Really need some help with RTEMS networking semaphores

Wed Oct 18 16:00:42 UTC 2006

I've been rewriting the Coldfire fec network driver for a week now to
try and make it stable under a significant network load and I'm running
into considerable trouble with deadlocks and network semaphore issues.
The next 2 days are important, if I can't get the driver stable then I
will have to abandon the network stack and try to kludge something up
with message queues.

The rx and tx tasks both sleep on rtems_bsdnet_event_receive().  When
they respectively awake, now having the semaphore, they both perform
their expected tasks, and then go back to sleep on the event again; rx
task allocates mbufs & sends them to ether_receive, tx task copies off
the mbuf data to the transmit buffers, etc..  This is all fine when the
I/O rate is low, but when it picks up, then the stack has issues, it
either silently deadlocks, prints that its waiting for mbufs (waits
forever, printing that its waiting every few secs), or says it can't
release the network semaphore and also deadlocks.

Version is RTEMS 4.6.6

I have the network task priority == 1, all other tasks lower.  256k in
both the mbuf_bytecount and mbuf_cluster_bytecount.

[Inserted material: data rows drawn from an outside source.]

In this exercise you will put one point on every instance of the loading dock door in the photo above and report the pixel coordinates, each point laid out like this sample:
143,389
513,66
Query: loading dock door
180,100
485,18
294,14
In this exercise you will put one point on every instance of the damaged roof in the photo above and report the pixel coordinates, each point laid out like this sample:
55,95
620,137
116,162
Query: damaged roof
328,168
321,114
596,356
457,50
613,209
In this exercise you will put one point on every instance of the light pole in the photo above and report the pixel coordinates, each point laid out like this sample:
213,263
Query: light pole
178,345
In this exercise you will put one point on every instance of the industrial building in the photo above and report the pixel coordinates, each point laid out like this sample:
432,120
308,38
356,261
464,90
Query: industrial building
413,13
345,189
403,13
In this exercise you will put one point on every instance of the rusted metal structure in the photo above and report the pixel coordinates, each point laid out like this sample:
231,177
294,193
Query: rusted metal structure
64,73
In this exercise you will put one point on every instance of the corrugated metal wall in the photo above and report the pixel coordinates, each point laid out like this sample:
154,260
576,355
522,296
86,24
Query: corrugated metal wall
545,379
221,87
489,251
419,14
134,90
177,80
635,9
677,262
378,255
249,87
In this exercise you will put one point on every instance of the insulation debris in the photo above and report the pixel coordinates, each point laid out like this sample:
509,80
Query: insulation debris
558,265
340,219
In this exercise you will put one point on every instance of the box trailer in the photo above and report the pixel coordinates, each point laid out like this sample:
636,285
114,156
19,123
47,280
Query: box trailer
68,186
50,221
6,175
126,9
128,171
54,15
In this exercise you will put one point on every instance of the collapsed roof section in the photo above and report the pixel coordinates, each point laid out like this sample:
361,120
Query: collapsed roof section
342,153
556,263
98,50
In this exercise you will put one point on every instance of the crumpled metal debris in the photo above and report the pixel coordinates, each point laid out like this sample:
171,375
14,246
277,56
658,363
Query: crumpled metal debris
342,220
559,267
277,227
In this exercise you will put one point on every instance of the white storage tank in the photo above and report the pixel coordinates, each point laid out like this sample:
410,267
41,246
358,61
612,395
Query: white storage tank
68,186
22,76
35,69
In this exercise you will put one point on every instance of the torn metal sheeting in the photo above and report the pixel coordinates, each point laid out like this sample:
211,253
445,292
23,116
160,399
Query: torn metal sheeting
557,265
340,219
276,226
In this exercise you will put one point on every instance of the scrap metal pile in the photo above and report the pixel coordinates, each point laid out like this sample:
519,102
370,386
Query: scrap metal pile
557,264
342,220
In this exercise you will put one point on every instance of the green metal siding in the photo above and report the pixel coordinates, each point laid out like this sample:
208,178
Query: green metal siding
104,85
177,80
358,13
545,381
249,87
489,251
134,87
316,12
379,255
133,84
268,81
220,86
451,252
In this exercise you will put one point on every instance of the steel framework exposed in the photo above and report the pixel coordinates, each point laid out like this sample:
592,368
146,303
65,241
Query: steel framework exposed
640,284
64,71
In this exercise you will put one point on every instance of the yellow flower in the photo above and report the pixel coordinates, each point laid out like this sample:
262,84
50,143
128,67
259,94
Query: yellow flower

The problems mostly manifest in tcp receives by the RTEMS ftpd, but
rapid UDP sends also seem to lock up the stack.

The tx task always clears the tx queue; loading packets onto the card
till its full and dumping the rest.  Rx task receives packets, once an
mbuf allocation (done with M_DONTWAIT) fails, all remaining rx packets
on the card are dumped.  Thus the driver (theoretically) never queues tx
buffers and will not stall the card waiting for rx mbufs.

The questions that I'd <really> like to find answers to are;

Are there SPECIFIC guidelines anywhere about how driver rx & tx tasks
may and may not work with mbufs and how the network semaphore is to be
used?  The Network supplement is very general and quite old at this
point.

Is it true that the rx and tx tasks can allocate and free mbuffs as
needed when they have the network semaphore, OR must additional
semaphore release/obtain invocations be used for each and every mbuf
manipulation?

Under what conditions does the stack deadlock and what can drivers do to
help prevent it from doing so?

What is the functional relationship between the mbuf_bytecount and
mbuf_cluster_bytecount?

What should their relative sizings be?

Thanks,

Greg